За несколько часов до того, как начался в госпитале концерт, в Оперном театре шла монтировочная репетиция. Электрические моторы бездействовали, и громадные раскрашенные холсты задников, изображавших снежное поле, запущенный сад или бальный зал, старикам приходилось поднимать вручную, наматывая трос на барабан лебедки.
Они работали вчетвером там, где полагалось быть двум рабочим, работали медленно, часто отдыхая, наваливаясь на ручку грудью, когда недоставало силы.
Наконец комната Татьяны стояла на месте, все было проверено, приведено в порядок, приготовлено так, чтобы на спектакле было в точно назначенном месте и не задерживало действия при перестановках между картинами. От смертельной усталости им не хочется говорить, но, выпив по три кружки горячего крапивного чая, они немножко оживают. Осторожно, один за другим, спускаются они по приставной лесенке в зрительный зал, все, кроме одного старшего электрика. Бывший билетер, рабочий сцены, балетный мимист, знаменитый некогда мастер-бутафор, из мятой бумаги с клеем шутя делавший старое серебро и сверкающий полированный мрамор, - все они стоят и ждут, глядя на полутемную сцену.
Старик электрик медленными шлепающими шажками добирается до пульта управления. Он берется за рукоятку, щелкает первый рубильник, и комната Татьяны слабо возникает из тьмы. Щелкает второй, и синий луч ложится из окна и отпечатывает его переплет на полу. Исчезает декорация, которую они сами ставили, - возникает освещенная луной ночная, притаившаяся в ожидании комната. Эта странная, никогда не существовавшая, сто лет назад приснившаяся поэту комната, где Татьяна будет писать: "...рассудок мой изнемогает, и молча гибнуть я должна". И вот сто лет спустя люди другого, незнакомого Пушкину мира снова наполнят этот зал, вырвавшись на нас из огня, из кабин боевых самолетов, из танков и дотов, прикрывших от гибели город Медного всадника, павший городом "Авроры". И снова, затаив дыхание, увидят луч, и полку книг, и смятую постель...

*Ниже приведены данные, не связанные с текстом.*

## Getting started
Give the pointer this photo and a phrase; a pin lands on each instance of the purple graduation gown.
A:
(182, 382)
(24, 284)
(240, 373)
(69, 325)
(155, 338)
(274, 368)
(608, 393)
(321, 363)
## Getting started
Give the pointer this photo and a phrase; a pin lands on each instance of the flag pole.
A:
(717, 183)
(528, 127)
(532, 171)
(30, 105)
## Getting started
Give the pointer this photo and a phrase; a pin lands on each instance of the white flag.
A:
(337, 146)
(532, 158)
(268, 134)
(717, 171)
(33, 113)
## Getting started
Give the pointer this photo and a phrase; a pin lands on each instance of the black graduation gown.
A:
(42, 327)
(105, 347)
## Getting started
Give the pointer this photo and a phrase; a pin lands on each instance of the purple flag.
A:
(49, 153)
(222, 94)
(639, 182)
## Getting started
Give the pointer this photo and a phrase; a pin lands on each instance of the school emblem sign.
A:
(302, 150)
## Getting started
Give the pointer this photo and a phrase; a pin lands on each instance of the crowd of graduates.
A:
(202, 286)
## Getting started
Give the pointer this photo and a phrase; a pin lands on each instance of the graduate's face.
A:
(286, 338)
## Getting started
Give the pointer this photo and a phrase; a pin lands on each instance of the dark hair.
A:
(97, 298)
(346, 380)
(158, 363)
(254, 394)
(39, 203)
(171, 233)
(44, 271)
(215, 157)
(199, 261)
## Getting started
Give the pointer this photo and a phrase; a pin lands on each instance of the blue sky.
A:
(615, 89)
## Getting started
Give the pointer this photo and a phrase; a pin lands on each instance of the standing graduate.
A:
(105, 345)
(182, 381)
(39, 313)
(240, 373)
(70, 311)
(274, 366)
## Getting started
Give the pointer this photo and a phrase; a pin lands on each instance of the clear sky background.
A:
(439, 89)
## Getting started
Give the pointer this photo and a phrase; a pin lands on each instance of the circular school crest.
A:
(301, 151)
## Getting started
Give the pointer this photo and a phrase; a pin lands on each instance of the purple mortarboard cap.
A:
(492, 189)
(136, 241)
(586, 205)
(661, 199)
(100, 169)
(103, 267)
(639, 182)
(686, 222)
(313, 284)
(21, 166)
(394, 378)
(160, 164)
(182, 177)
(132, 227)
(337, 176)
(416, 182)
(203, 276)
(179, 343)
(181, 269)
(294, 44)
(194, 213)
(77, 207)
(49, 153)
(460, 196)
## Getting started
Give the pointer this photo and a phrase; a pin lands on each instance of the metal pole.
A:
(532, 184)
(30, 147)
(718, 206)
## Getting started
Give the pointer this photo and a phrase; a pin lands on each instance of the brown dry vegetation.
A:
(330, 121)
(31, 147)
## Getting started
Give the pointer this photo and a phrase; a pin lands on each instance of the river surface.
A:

Через минуту свет на мгновение гаснет, остается еще синий луч и переплет окна, вытянутый на полу, потом исчезает и он.
Старики расходятся. Василий Кузьмич возвращается в комендантскую комнату. Там на столе лежат два конверта. Они уже четвертый день лежат тяжелым камнем на сердце у Василия Кузьмича. Кастровский все не заходит, а сейчас Василию Кузьмичу страшно подумать о длинном путешествии за город. Сколько тысяч его мелких коротеньких шажков уложатся в эти километры? А каждый шаг стоит такого усилия.